INICIAR SESIÓNO silêncio entre nós não era vazio. Era preenchido por tudo aquilo que tínhamos medo de dizer...
Natália
Eu permaneço diante do espelho por um tempo que se estende além do necessário. Não porque eu esteja insegura — repito essa afirmação para mim mesma, como um mantra para afastar a dúvida —, mas porque, nesta noite, a perfeição precisa ser absoluta. Cada dobra do tecido, cada fio de cabelo, cada nuance da maquiagem tem que estar em seu devido lugar. Deslizo a palma da mão pela lateral da saia, sentindo a seda sob as pontas dos dedos; um contato suave que, eu ansio, pos...
Branco. A tonalidade que ele elegeu. Virginal. Refinada. Discreta o suficiente para não ser casual, porém bela demais para ser ignorada. Impecável. Inclino o rosto levemente, analisando meu perfil. A luminosidade do quarto, tênue e indireta, incide sobre o espelho de corpo inteiro — um daqueles que não admitem concessões: revelam minha postura, mas também o desgaste que eu persisto em ocultar. Expondo o que eu tento camuflar até de mim mesma.
— Ele vai gostar — sussurro, a frase ecoando mais como uma promessa pessoal do que como uma convicção inabalável.
Retifico a postura. Compreendo precocemente que a presença é fundamental. A companheira de um homem de relevância não pode transparecer fragilidade, mesmo quando se sente vulnerável.
Passo os dedos pelo decote com cautela. Nada ostensivo. Ele não aprecia excessos. Jamais apreciou.
Os saltos já sustentam meus passos, embora ainda reste tempo para a partida. Eu prefiro habituar-me a eles, sentir a elevação, ajustar o equilíbrio do corpo. É singular como aprendemos a habitar a própria pele sob o crivo do olhar alheio.
Inspiro profundamente.
O espelho devolve a imagem de uma mulher atraente. Eu tenho consciência disso racionalmente; é uma afirmação que eu ouço com regularidade. Contudo, a beleza, quando carece da validação de quem realmente importa, torna-se apenas um atributo técnico, desprovido de alma.
Recolho a bolsa e consulto o celular por força do hábito.

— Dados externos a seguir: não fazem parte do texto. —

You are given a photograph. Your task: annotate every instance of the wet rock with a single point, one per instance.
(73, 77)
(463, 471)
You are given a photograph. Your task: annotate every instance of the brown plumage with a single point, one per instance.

Nenhuma notificação recente.
Ele afirmou que viria buscar-me no horário estipulado, como é seu costume em compromissos desta natureza.
Guardo o aparelho sem delongas.
Ricardo é a personificação da pontualidade. Sempre foi.
— Ele já deve estar chegando — digo para mim mesma.
Abandono o apartamento e percorro o corredor silencioso até o elevador. Quando as portas se retraem, entro solitária. Pressiono o botão do térreo e, por reflexo, encaro minha própria imagem no espelho interno da cabine.
Esboço um sorriso.
Não um sorriso expansivo, mas um ensaiado. Daqueles que comunicam que tudo está em ordem, mesmo na ausência de perguntas.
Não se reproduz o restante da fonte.